Listening: Letting Each Morning Tell Me What It Wants to Say



A cup of tea and a quiet chair.  That's all it really takes.  No music, no radio, no TV, no computer.  Just a few first-thing-in-the-morning moments to sit and transition into the day.  Or, if one is fortunate enough to live near the water, a good early morning walk on the beach is splendid.  Or along a mountain trail.  I'm not talking about now and again, I'm talking regularly! 

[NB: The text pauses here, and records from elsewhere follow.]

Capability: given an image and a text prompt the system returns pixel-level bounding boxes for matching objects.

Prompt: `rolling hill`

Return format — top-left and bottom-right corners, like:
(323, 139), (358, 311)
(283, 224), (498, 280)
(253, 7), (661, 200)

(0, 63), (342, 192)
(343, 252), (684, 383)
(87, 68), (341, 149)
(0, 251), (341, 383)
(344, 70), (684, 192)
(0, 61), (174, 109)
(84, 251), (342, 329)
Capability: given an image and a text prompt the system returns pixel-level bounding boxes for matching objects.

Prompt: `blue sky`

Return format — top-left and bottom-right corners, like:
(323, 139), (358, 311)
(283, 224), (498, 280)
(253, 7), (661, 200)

I often think that it's totally necessary to spend some quiet time with myself ... to sit down and be silent. Or, to put it another way, to simply BE. If I'm to receive easy thoughts--or answers to any questions, for that matter--I need to be in a quiet environment.  Though, yes, they can arrive in the middle of washing the dishes.  Or taking a bath.  Or driving down our main street.

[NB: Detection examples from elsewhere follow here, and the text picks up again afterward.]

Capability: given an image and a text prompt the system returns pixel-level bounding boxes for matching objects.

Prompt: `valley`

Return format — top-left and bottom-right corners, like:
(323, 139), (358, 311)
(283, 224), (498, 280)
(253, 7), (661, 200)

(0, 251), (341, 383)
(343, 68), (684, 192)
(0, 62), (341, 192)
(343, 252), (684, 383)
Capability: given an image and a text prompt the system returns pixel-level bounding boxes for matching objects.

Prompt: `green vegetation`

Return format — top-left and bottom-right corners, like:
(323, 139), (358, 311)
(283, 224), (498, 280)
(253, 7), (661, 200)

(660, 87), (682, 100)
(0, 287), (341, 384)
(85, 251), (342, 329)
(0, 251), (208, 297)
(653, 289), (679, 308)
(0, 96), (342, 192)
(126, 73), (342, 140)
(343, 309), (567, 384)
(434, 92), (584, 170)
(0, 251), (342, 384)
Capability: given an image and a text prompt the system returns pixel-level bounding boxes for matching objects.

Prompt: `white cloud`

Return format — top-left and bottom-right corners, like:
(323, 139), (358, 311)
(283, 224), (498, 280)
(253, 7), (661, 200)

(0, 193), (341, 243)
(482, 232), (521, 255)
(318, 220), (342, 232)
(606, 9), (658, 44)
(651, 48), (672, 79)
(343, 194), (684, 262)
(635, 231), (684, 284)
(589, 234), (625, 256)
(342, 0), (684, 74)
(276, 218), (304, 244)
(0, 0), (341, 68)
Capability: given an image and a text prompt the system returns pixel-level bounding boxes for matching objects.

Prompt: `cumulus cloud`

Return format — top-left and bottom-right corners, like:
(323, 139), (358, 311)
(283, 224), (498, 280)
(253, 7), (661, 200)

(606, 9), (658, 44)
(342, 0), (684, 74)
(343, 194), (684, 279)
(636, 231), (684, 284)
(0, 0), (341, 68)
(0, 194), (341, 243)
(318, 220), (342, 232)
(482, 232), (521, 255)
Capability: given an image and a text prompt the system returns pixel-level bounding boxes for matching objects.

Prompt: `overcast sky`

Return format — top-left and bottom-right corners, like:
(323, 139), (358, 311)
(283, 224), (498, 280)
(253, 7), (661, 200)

So, I live a quiet life partly to be receptive to whatever might come and partly because I simply prefer a life of peace.  No sounds except maybe a light configuring of traffic out on the main road.  The humming of the refrigerator.  Maybe a neighbor down the hill mowing his lawn.  I don't even put on Bach and Vivaldi as often as I used to.  Though I do enjoy tuning in to Krishna Das on Pandora sometimes when I'm making supper.

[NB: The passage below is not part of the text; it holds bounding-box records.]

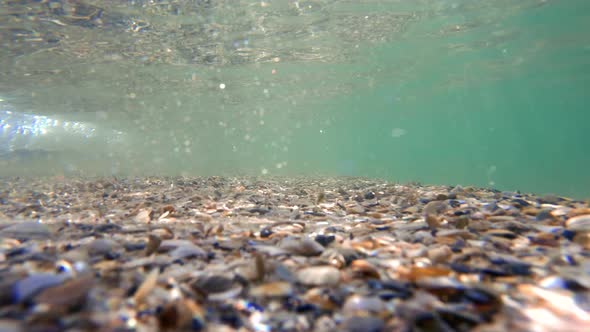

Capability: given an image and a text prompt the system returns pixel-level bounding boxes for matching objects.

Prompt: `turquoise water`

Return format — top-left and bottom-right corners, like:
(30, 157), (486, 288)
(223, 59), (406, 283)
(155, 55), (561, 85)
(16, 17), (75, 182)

(0, 0), (590, 198)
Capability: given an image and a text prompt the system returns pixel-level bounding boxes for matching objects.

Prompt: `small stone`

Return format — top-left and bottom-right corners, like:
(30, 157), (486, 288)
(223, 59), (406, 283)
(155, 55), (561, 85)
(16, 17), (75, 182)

But if our minds are so obliterated with noise, with external music, with motors and beeps... how can we truly listen to the silence?  I particularly love going out on a sunny afternoon--usually, late afternoon--and just being in my garden.  With its woods, its grass, its rock walls and chipmunks, its tall white pines and herb garden.  Just to be there and take it in.  Then later ideas come to me.  Things I might write about or paint. (Or put into this blog.)   Places I want to go.  But it's the silence that captures me.  No one is around, no traffic (I'm on a dead-end street), no disturbances.



Of course, my uphill neighbor's dog does its share of barking which can drive me to distraction--sorry, but I have zero tolerance for a dog with an annoying bark--but it's what Zen might call "an awareness."  Zen would call the dog my teacher ... its barking something to set aside.  And the setting aside is something that I need to practice along with "don't know mind" as one teacher described it.  Staying neutral.  Not getting involved with others' dramas.  Taking deep breaths.

Loud music in restaurants is also problematic.  And "music" where I go fill up my gas tank.  Or at the dentist's, the butcher's, baker's, or candlestick maker's.  Just let us be, I want to say.  Just let us be.  We need only the sound of the wind in the grasses, the clouds covering the moon, the waves breaking on the beach, the words of a cheery hello.  And children, especially, need this.  Get rid of the television!  Let them be, let them understand the glories of quietude!